Comedy Festival Patron Ralph Oswick’s occasional festival diary
People can behave very strangely in audiences. This week I’ve seen a couple in the middle of the front row who remained stony-faced throughout and then were heard saying how much they enjoyed themselves. Not sure the comedian, who was all of six feet away, felt overjoyed at having them stare him out for an hour.
In the same show an annoying chap next to me constantly checked his emails, while occasionally looking up and laughing uproariously. A new slant on multi-tasking?
I’ve done a show where a pesky kid who’s seen the show before shouted out all the punchlines seconds before I delivered them. In a musical show with Natural Theatre, they wheeled in a paraplegic lad on a trolley. His breathing machine clicked and hissed completely out of time with most of our songs. Really hard to adjust, but we managed it and the young fellow enjoyed the show immensely.
In a show called Scarlatti’s Wedding I was required to pass along the front row and engage directly with members of the audience and receive the wedding gifts they had brought along. In a particularly cramped German theatre I couldn’t get past one chap. His wife cracked her knuckles on his knee and cried out ‘Vooden leg! Vooden leg!’ I did my best and clambered over.
Once, we had a message to say that a woman in the stalls had died. This was in Germany too, and true to form the audience remained politely silent. Hiding behind the set, we heard the ambulance arrive and the paramedics rushing in. The sound of the siren fading into the distance indicated that the poor woman had been taken away. But no message came through from front of house that the show could start again or had perhaps been cancelled.
After a very long, silent wait, I said, well, lads, I think the show should go on. But none of us could remember exactly at which point it had stopped. Being the director I decreed that we should start vaguely in the middle of the act and speak really fast for the first five minutes so the German audience would be as confused as we were.

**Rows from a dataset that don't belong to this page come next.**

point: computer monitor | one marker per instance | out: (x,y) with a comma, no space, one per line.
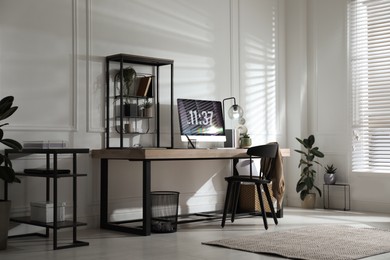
(201,120)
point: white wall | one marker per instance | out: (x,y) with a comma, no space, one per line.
(52,60)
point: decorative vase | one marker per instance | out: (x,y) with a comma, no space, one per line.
(245,142)
(5,207)
(148,112)
(309,202)
(330,178)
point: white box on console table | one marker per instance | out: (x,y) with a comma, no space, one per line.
(43,211)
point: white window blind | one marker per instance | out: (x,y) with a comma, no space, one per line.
(369,38)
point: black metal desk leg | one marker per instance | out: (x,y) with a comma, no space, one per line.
(147,201)
(103,192)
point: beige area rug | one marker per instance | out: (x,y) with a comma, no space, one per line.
(321,242)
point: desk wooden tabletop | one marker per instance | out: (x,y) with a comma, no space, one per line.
(173,154)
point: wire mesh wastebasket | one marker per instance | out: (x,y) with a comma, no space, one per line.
(165,206)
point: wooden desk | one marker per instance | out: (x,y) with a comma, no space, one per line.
(146,156)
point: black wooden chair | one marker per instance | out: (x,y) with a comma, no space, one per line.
(267,154)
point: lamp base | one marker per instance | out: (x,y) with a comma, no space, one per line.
(231,138)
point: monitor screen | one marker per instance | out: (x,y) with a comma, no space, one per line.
(201,120)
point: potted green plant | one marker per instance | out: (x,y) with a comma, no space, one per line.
(129,76)
(330,174)
(245,141)
(147,108)
(7,173)
(305,183)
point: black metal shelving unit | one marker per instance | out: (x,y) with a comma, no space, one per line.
(53,176)
(123,60)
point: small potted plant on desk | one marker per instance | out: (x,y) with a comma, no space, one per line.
(330,175)
(7,174)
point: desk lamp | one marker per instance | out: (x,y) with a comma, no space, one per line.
(234,112)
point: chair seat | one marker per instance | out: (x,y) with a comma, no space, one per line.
(267,154)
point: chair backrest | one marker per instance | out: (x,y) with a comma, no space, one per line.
(267,153)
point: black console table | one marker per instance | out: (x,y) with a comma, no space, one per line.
(52,173)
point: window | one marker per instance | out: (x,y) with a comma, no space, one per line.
(369,38)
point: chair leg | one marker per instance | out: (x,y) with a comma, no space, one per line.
(236,196)
(227,202)
(271,206)
(263,213)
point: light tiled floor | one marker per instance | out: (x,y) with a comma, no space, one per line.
(185,244)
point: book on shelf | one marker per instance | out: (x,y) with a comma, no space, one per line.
(144,85)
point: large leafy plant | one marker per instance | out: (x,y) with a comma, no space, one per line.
(308,174)
(6,171)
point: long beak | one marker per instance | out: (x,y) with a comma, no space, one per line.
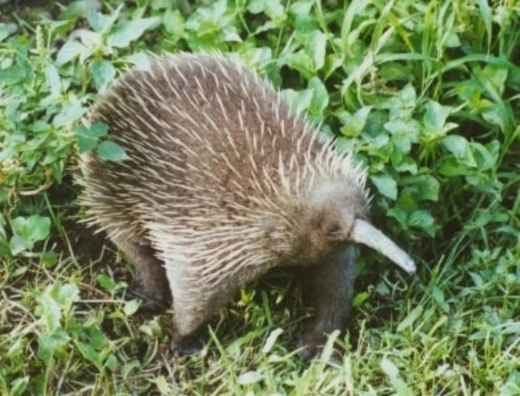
(365,233)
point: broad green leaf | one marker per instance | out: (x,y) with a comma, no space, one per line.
(71,50)
(173,22)
(320,96)
(459,147)
(123,34)
(71,112)
(436,115)
(12,75)
(106,282)
(386,185)
(38,227)
(103,73)
(131,307)
(353,124)
(316,48)
(108,150)
(53,79)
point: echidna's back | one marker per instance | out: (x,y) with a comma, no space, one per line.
(202,134)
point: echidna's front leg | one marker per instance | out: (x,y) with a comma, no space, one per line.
(331,286)
(151,284)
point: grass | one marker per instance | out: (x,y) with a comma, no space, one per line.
(426,93)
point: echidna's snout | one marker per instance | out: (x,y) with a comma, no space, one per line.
(365,233)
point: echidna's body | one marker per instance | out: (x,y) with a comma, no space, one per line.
(223,182)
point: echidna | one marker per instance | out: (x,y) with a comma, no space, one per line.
(224,181)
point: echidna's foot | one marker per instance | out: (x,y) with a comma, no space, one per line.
(309,346)
(152,304)
(186,346)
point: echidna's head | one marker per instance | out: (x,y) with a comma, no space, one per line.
(335,214)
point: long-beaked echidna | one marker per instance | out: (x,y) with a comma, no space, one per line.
(223,181)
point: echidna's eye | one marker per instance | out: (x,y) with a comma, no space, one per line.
(334,229)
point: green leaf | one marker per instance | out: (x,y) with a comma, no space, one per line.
(103,73)
(459,147)
(131,307)
(410,318)
(72,110)
(38,227)
(71,50)
(422,188)
(353,124)
(123,34)
(436,115)
(386,185)
(173,22)
(391,370)
(12,75)
(108,150)
(320,96)
(316,48)
(424,221)
(27,231)
(53,79)
(106,282)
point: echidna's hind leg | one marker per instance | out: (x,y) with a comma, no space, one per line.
(331,286)
(193,304)
(150,284)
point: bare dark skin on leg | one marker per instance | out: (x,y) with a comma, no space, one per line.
(151,284)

It worked and we got our usual standing ovation. And it turned out the woman wasn’t dead but had suffered a seizure and was recovering in hospital.

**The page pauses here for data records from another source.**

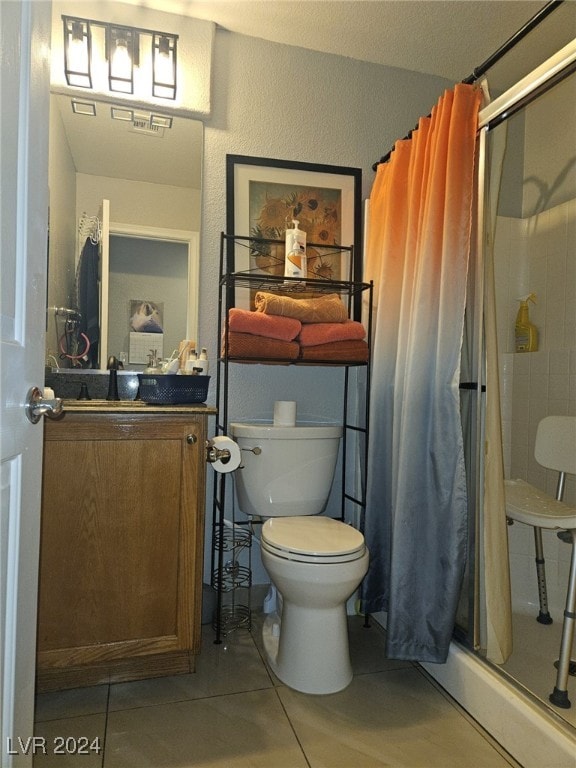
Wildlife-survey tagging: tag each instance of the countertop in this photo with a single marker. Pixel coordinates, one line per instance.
(133, 406)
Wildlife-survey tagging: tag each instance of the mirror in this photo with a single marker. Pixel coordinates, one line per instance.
(148, 166)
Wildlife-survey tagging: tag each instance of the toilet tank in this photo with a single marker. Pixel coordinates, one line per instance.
(291, 471)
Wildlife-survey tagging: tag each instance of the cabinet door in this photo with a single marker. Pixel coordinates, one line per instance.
(122, 537)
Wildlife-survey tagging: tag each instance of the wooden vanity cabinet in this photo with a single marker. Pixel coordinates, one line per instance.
(122, 543)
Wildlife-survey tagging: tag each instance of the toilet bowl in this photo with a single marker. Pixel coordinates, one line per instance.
(315, 562)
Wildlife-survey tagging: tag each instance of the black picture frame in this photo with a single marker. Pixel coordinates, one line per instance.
(241, 170)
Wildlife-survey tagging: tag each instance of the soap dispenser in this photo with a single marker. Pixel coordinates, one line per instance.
(526, 334)
(296, 262)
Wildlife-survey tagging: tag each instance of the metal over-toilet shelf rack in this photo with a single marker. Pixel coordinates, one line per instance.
(247, 265)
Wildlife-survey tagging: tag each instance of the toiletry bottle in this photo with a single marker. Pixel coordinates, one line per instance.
(202, 361)
(295, 262)
(191, 363)
(526, 334)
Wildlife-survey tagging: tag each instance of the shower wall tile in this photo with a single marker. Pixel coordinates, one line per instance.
(537, 254)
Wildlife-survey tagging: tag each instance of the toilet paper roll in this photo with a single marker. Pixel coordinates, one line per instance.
(285, 413)
(226, 465)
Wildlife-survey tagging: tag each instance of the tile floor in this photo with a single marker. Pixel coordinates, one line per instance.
(535, 649)
(233, 713)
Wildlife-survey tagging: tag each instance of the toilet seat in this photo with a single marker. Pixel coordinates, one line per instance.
(312, 540)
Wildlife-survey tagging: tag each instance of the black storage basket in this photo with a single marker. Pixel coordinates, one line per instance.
(173, 389)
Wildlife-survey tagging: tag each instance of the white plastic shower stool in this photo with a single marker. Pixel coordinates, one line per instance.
(555, 448)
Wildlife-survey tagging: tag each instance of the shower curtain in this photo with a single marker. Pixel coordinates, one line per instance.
(417, 256)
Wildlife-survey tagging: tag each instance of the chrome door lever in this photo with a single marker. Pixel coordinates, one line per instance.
(36, 406)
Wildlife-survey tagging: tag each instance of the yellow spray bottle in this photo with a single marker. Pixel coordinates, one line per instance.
(526, 333)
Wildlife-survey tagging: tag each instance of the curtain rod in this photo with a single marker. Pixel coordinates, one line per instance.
(538, 17)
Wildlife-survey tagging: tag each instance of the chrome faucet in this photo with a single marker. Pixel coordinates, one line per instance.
(112, 366)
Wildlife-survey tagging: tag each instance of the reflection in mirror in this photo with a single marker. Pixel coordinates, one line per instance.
(148, 167)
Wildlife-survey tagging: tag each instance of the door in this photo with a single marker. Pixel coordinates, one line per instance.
(24, 73)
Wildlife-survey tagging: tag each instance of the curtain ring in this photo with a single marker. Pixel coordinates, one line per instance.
(79, 356)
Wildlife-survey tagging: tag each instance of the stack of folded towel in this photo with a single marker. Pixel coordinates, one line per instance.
(284, 328)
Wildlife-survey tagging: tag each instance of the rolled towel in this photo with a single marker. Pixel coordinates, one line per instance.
(261, 324)
(323, 333)
(353, 351)
(318, 309)
(248, 345)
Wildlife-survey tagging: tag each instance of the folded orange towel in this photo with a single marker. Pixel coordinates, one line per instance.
(353, 351)
(320, 309)
(248, 345)
(261, 324)
(323, 333)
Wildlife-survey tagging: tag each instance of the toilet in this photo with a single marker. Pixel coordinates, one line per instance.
(316, 563)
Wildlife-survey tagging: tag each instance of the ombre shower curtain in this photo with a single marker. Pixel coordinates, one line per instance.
(417, 255)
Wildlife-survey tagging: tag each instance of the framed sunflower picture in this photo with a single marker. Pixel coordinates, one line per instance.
(264, 197)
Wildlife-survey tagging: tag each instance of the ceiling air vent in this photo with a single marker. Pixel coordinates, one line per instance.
(144, 123)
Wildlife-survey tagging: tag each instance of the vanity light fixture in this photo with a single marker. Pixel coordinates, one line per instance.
(124, 49)
(164, 66)
(122, 54)
(77, 52)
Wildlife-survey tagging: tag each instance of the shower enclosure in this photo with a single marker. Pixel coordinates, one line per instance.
(535, 252)
(532, 238)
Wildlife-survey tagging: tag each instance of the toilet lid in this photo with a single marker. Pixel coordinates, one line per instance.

By the way, concerning the aforementioned wedding gifts, people really did bring all sorts of things. I can remember novelty teapots, a hot water bottle, his and hers tea towels and of course condoms. Lots and lots of condoms. Yawn. One chap presented us with a whole four place dinner service, while in Berlin we were pelted with gift-wrapped chunks of the Berlin wall.
Mind you, we had to be careful to ask for presents, not gifts. Gift in German means poison.

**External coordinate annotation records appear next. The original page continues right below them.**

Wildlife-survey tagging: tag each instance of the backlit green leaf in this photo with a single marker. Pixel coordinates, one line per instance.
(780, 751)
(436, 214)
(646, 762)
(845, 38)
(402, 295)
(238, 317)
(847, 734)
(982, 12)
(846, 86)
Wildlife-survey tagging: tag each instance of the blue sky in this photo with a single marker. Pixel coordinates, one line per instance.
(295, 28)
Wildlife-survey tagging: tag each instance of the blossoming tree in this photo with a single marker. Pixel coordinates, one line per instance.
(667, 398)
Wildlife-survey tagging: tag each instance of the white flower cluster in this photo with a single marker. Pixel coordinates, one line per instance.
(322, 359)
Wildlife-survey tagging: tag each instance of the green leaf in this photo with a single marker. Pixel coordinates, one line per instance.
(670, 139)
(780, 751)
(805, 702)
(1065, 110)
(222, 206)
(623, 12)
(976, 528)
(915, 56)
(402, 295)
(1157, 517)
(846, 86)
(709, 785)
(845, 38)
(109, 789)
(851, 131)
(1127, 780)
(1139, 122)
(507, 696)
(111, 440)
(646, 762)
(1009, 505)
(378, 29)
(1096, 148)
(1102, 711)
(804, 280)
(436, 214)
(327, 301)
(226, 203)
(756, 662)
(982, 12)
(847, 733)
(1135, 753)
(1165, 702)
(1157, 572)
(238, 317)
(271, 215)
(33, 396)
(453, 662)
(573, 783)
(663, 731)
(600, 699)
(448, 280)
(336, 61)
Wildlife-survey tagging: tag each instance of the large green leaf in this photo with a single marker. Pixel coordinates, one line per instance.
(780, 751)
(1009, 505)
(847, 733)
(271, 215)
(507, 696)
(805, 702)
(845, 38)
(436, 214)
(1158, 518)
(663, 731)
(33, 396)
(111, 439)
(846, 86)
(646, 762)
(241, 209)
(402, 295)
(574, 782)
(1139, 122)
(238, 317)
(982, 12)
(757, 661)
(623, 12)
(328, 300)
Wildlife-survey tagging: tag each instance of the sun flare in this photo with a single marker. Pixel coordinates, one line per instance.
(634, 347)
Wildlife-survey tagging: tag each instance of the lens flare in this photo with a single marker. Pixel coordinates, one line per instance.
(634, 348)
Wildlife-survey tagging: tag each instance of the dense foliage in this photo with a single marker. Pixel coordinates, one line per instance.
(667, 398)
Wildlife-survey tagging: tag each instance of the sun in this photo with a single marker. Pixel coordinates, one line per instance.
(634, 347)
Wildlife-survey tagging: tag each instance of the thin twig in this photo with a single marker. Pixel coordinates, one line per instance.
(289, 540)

Weird audience members apart, I have enjoyed everything I’ve seen in the festival so far. Yes I am a patron, and I do my duty by being a bum on a seat when required, but stand-up is not totally my thing so I’m not a push-over. I particularly enjoyed Diane Spencer in the intimate and subtly sparkling surroundings of the upstairs room at the Ring O Bells. Despite my own efforts to murder the front row in many shows in which I have appeared, I don’t like being too near the action. But this little venue is just right, and Diane’s true account of her struggles to write a show for Nancy Dell ‘Olio had everyone in fits. She’s a great story teller and her show, with a bit of honing, will be a hit at Edinburgh Fringe later in the year I’m sure.